Hurricane Joaquin: Can Jews take down their sukkahs for a storm?
As Hurricane Joaquin gains steam off the southeastern coast of the United States, the question has begun to circulate online: Are Jews allowed to take down their sukkahs in the case of a storm?
The holiday of Sukkot, which began last Sunday, runs through this Sunday evening. Hurricane Joaquin, the first large tropical storm of the hurricane season (whose name means “raised by God” in Hebrew), could hit east coast shores this weekend — just before the end of the holiday.
Regardless of whether the Category 3 hurricane does make landfall, it will bring as much as 20 inches of rain to states such as Georgia, the Carolinas, Maryland, Delaware and New Jersey.
Some families and synagogues that have constructed sukkahs — the temporary huts that are meant to represent shelter during the harvest holiday of Sukkot — are worried that the inclement weather could destroy the symbolic structures.
national weather service should add a “when to dismantle sukkah” element to its hurricane advisories
— Joanne Kenen (@JoanneKenen) October 1, 2015
Sun. Sun. Sun. Sun. Sun. Sun. Sun. Sun. Sukkah goes up. Thunderstorm. Torrential downpour. High Winds. Hurricane.
— Me (@almichanlee) September 30, 2015
Some are more confident that their sukkahs will defy the storm.
My father's sukkah survived Hurricane Gloria, unbroken and standing. Bring on #Joaquin! The next generation is ready!
— Noam (@noyam) September 30, 2015
According to Jewish law, a sukkah should be taken down if it is going to be damaged or poses danger to those in or around it. If it is damaged, it is technically no longer fulfilling the requirements of the holiday.

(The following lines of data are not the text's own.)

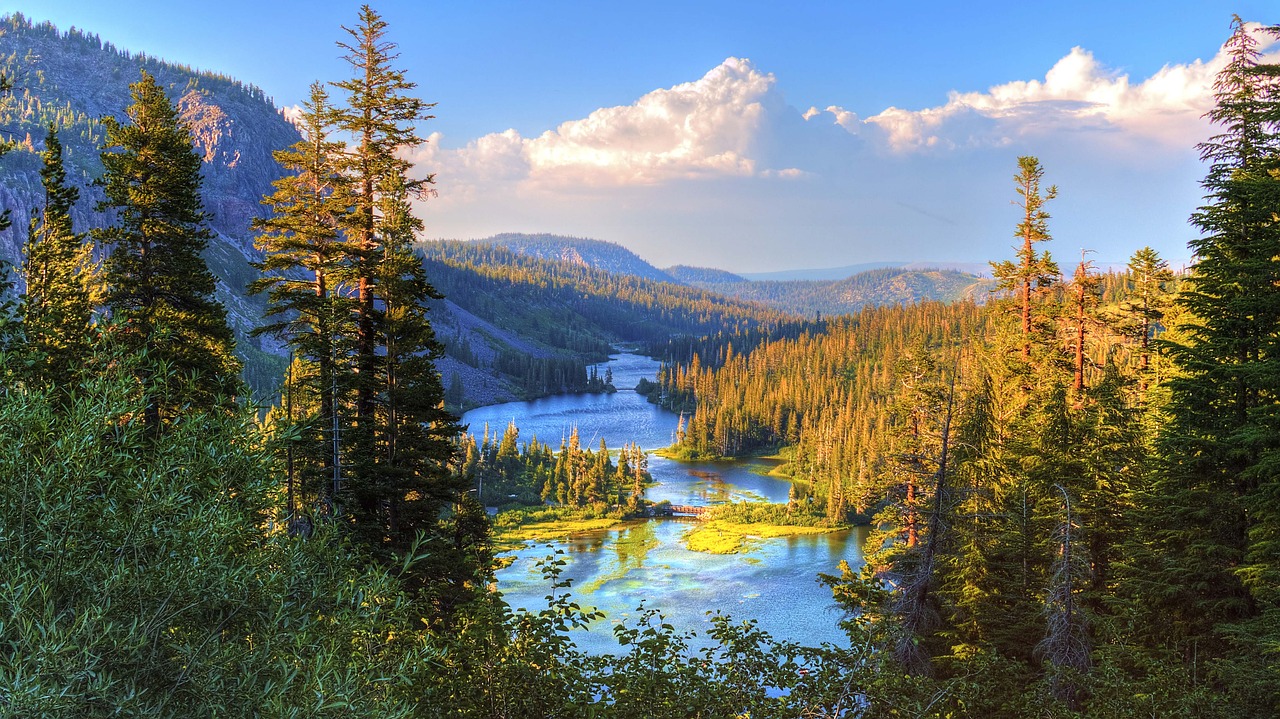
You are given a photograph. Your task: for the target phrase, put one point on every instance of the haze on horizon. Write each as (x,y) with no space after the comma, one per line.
(728,136)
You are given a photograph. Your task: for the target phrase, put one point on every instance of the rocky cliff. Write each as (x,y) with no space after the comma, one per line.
(73,79)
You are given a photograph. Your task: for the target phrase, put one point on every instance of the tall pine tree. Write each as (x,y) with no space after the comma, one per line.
(307,265)
(56,306)
(159,289)
(1224,426)
(1033,271)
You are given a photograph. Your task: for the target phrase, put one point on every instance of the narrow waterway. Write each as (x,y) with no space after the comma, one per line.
(616,569)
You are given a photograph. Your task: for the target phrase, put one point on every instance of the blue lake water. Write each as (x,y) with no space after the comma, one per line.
(615,569)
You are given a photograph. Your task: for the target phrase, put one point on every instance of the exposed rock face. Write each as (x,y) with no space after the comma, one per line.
(73,79)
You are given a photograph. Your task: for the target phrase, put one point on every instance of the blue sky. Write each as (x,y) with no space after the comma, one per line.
(755,136)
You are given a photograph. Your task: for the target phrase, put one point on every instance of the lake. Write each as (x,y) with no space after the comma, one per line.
(615,569)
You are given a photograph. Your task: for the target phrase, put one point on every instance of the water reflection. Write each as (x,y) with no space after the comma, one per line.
(645,560)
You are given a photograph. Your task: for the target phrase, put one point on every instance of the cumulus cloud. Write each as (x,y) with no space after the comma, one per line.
(1077,95)
(699,129)
(722,172)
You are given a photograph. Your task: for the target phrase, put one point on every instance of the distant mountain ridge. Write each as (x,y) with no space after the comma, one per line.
(885,285)
(581,251)
(74,78)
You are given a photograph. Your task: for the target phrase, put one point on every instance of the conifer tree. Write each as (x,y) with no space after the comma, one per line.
(1084,302)
(1224,434)
(1146,308)
(307,261)
(401,440)
(159,289)
(379,117)
(56,307)
(1033,271)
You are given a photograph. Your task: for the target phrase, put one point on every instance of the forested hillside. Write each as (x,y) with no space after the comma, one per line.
(515,325)
(869,288)
(73,79)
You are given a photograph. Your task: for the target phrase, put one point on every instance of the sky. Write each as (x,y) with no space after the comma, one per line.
(760,137)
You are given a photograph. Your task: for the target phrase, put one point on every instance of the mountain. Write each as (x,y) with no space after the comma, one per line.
(685,274)
(885,285)
(595,253)
(74,78)
(517,326)
(819,274)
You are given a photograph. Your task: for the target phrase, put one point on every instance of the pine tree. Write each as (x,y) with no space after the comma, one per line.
(401,439)
(307,261)
(56,307)
(380,117)
(1224,433)
(1033,271)
(1083,305)
(1146,307)
(159,289)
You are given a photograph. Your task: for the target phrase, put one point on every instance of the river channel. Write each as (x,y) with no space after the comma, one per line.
(615,569)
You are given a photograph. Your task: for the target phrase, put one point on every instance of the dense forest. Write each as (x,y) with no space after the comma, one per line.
(869,288)
(1075,511)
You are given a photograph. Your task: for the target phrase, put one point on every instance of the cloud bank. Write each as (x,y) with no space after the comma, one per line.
(723,172)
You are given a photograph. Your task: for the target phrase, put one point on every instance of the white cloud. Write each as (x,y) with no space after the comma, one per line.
(722,172)
(698,129)
(1077,95)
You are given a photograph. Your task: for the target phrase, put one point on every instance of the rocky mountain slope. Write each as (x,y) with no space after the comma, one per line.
(73,79)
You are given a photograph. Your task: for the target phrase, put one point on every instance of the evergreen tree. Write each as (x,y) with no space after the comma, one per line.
(379,117)
(56,307)
(307,261)
(1083,306)
(1214,502)
(159,289)
(1033,271)
(401,443)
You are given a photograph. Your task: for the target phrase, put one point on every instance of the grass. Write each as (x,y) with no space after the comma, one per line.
(720,536)
(513,527)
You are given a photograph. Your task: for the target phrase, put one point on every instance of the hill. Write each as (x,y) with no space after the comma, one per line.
(685,274)
(871,288)
(74,78)
(517,326)
(585,252)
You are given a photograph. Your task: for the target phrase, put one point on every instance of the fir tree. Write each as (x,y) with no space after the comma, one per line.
(401,439)
(307,261)
(56,307)
(1033,271)
(159,289)
(1146,308)
(379,117)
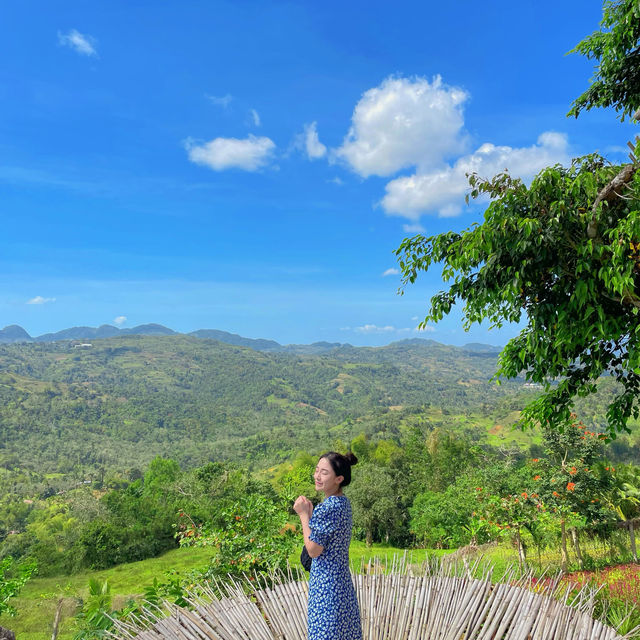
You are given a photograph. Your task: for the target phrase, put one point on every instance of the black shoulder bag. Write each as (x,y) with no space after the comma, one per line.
(305,558)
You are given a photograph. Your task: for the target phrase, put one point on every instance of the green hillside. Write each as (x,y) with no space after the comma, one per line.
(70,409)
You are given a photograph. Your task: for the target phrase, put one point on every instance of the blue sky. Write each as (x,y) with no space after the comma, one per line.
(251,166)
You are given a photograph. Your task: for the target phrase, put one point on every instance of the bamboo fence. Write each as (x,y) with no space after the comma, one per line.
(397,602)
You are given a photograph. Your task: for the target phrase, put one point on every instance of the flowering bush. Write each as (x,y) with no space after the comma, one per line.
(255,536)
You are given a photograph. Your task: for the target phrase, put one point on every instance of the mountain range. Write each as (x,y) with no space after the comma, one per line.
(15,334)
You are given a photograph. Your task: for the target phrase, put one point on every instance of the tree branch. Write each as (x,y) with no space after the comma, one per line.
(608,194)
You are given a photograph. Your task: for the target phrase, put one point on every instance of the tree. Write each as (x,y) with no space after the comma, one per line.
(375,504)
(616,47)
(562,255)
(12,578)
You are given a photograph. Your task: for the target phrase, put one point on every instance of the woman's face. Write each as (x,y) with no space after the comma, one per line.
(326,479)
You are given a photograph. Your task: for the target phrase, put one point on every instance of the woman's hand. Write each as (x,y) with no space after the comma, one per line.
(303,506)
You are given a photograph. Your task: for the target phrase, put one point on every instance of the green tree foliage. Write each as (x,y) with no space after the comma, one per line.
(532,260)
(616,49)
(253,536)
(375,502)
(562,256)
(94,621)
(12,578)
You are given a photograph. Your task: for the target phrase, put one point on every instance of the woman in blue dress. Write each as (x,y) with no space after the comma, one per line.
(333,612)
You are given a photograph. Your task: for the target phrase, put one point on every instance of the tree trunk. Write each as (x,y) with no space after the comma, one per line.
(56,622)
(522,555)
(576,546)
(563,546)
(632,539)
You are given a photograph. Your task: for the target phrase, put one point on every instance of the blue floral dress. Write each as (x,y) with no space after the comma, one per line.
(333,612)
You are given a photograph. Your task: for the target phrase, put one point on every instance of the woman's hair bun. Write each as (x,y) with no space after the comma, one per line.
(351,458)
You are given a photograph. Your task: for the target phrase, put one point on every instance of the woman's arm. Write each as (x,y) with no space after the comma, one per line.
(304,508)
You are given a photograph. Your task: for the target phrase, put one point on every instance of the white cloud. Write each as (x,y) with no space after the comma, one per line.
(312,145)
(404,122)
(79,42)
(428,329)
(221,101)
(372,328)
(442,190)
(219,154)
(40,300)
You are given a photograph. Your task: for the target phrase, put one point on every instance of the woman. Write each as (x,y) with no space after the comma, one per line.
(333,609)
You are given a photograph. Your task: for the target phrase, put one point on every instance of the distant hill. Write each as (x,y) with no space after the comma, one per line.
(233,338)
(122,400)
(14,333)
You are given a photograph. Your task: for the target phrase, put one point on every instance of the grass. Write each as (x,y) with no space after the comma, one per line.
(39,597)
(38,600)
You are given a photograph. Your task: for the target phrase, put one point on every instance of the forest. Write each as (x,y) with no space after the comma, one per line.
(137,445)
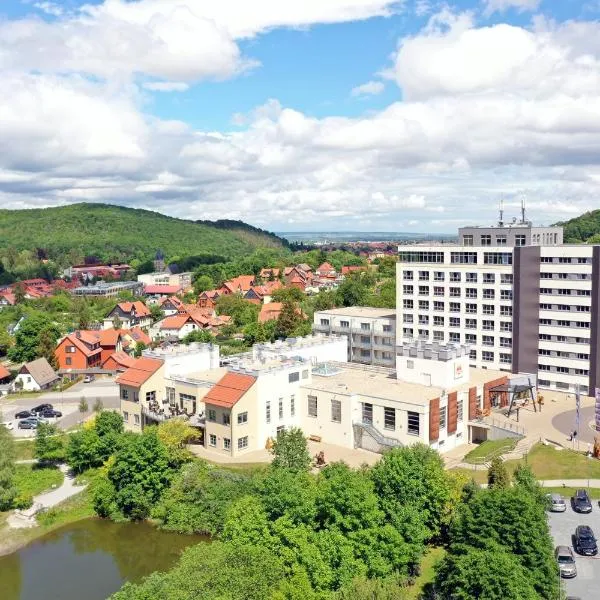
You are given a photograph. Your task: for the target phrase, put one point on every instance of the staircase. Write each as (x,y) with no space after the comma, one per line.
(370,438)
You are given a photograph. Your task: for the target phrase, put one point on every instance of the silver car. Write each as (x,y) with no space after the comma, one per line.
(557,503)
(566,561)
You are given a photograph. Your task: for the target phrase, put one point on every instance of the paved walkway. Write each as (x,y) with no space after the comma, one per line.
(26,518)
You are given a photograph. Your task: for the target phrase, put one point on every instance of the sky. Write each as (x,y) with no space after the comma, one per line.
(304,115)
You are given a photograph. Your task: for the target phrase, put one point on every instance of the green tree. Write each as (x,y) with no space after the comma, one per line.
(46,347)
(49,444)
(27,338)
(175,434)
(414,476)
(290,450)
(483,574)
(203,283)
(498,476)
(140,473)
(8,490)
(288,320)
(215,571)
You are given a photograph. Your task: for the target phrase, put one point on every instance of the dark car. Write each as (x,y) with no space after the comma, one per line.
(50,413)
(581,502)
(585,542)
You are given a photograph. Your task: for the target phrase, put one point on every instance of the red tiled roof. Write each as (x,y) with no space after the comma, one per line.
(141,309)
(162,289)
(269,311)
(139,372)
(122,359)
(229,390)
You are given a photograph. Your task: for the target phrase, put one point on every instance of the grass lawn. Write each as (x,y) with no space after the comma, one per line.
(488,448)
(549,463)
(428,562)
(24,450)
(32,481)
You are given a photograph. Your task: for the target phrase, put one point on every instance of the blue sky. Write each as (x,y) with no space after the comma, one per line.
(264,118)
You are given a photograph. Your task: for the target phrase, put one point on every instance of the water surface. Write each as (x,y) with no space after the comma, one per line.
(88,560)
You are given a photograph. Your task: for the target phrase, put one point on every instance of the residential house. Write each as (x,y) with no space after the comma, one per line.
(80,350)
(237,285)
(118,361)
(131,314)
(35,376)
(141,386)
(208,299)
(171,305)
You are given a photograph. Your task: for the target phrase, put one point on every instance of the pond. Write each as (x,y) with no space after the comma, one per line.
(89,559)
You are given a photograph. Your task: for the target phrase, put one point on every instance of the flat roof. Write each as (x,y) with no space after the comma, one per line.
(361,311)
(369,383)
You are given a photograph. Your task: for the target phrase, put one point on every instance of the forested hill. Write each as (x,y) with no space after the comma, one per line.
(583,229)
(114,233)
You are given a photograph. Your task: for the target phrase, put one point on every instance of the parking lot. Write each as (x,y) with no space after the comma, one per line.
(105,390)
(562,526)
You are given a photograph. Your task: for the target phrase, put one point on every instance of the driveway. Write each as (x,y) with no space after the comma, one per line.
(562,528)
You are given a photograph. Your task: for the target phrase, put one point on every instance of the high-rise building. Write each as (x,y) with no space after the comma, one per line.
(520,298)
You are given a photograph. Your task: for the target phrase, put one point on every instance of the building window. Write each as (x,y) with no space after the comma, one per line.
(443,411)
(367,413)
(336,411)
(312,406)
(414,420)
(389,418)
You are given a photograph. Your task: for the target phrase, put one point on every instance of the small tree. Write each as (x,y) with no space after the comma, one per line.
(290,450)
(49,444)
(497,474)
(8,490)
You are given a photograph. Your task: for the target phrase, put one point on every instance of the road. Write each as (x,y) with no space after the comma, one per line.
(105,390)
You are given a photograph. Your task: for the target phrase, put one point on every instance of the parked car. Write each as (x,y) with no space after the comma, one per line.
(581,502)
(50,413)
(585,541)
(556,503)
(23,414)
(566,561)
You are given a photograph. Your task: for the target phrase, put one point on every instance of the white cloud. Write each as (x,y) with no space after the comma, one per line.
(492,6)
(476,124)
(186,41)
(166,86)
(371,88)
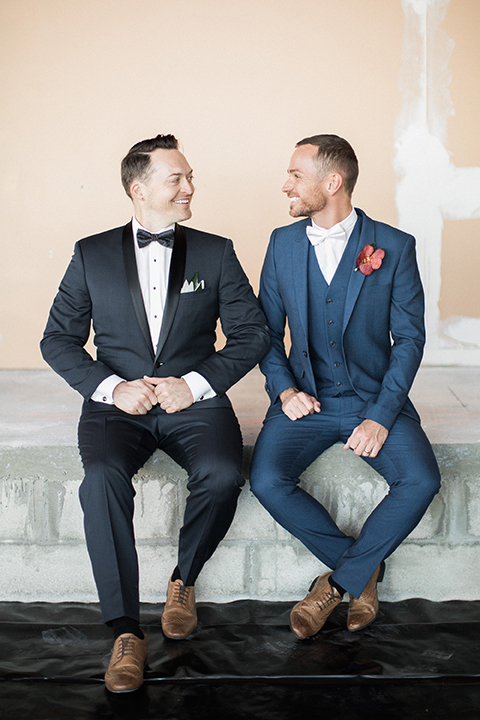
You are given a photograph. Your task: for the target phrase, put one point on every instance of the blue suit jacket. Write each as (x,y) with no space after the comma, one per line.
(383,331)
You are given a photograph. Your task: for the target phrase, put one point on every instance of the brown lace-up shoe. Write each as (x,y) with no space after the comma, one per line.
(363,610)
(309,615)
(125,669)
(179,618)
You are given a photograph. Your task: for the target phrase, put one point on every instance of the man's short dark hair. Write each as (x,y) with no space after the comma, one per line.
(334,154)
(136,163)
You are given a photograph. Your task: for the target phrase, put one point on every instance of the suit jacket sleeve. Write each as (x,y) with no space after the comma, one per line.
(243,324)
(407,330)
(275,365)
(68,329)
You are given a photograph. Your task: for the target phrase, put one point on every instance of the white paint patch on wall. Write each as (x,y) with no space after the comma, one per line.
(430,187)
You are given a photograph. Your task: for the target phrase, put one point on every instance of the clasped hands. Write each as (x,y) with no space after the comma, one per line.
(366,439)
(137,397)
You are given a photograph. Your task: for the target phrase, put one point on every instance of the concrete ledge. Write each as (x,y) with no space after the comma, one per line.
(43,555)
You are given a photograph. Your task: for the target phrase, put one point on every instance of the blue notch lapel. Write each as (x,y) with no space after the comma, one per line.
(134,284)
(175,282)
(299,248)
(366,237)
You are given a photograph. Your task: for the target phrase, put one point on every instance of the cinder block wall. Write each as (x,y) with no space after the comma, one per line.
(43,555)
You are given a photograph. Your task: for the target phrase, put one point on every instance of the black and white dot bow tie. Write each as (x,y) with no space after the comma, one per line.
(166,239)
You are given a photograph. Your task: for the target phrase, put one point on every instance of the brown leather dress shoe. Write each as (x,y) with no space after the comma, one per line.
(363,610)
(125,669)
(309,615)
(179,618)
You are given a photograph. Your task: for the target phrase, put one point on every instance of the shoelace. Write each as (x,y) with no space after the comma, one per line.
(181,594)
(126,648)
(326,600)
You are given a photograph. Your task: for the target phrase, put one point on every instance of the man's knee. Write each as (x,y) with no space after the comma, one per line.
(101,481)
(220,479)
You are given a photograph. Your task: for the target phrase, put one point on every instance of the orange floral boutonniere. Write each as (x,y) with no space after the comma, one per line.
(369,259)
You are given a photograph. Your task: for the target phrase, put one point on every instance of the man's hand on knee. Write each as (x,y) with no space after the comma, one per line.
(173,394)
(297,404)
(367,439)
(135,397)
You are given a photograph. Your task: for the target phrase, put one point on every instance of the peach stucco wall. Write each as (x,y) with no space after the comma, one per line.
(239,83)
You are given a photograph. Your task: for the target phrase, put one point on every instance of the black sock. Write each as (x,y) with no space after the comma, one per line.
(176,575)
(123,625)
(338,587)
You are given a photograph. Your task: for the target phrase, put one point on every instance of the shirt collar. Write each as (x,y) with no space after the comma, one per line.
(346,225)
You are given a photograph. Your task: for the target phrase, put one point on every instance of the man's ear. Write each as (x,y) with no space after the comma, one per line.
(137,191)
(334,183)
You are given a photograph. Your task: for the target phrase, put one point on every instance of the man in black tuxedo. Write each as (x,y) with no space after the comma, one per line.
(154,291)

Rabbi Marjorie Slome of the West End Synagogue on the Rockaway beach in Queens, New York added that Sukkot is meant to be enjoyed in comfort.
“It’s supposed to be the season of rejoicing and you’re not going to be rejoicing if rain is getting into your soup,” Slome said.
Slome, who is Reform, has experience juggling Judaism and tropical storms. Her synagogue was inundated with five feet of water during Hurricane Sandy in 2012 and is still reconstructing its damaged offices.
“I’ll pay attention to the weather and do whatever they’re telling us to do,” Slome said.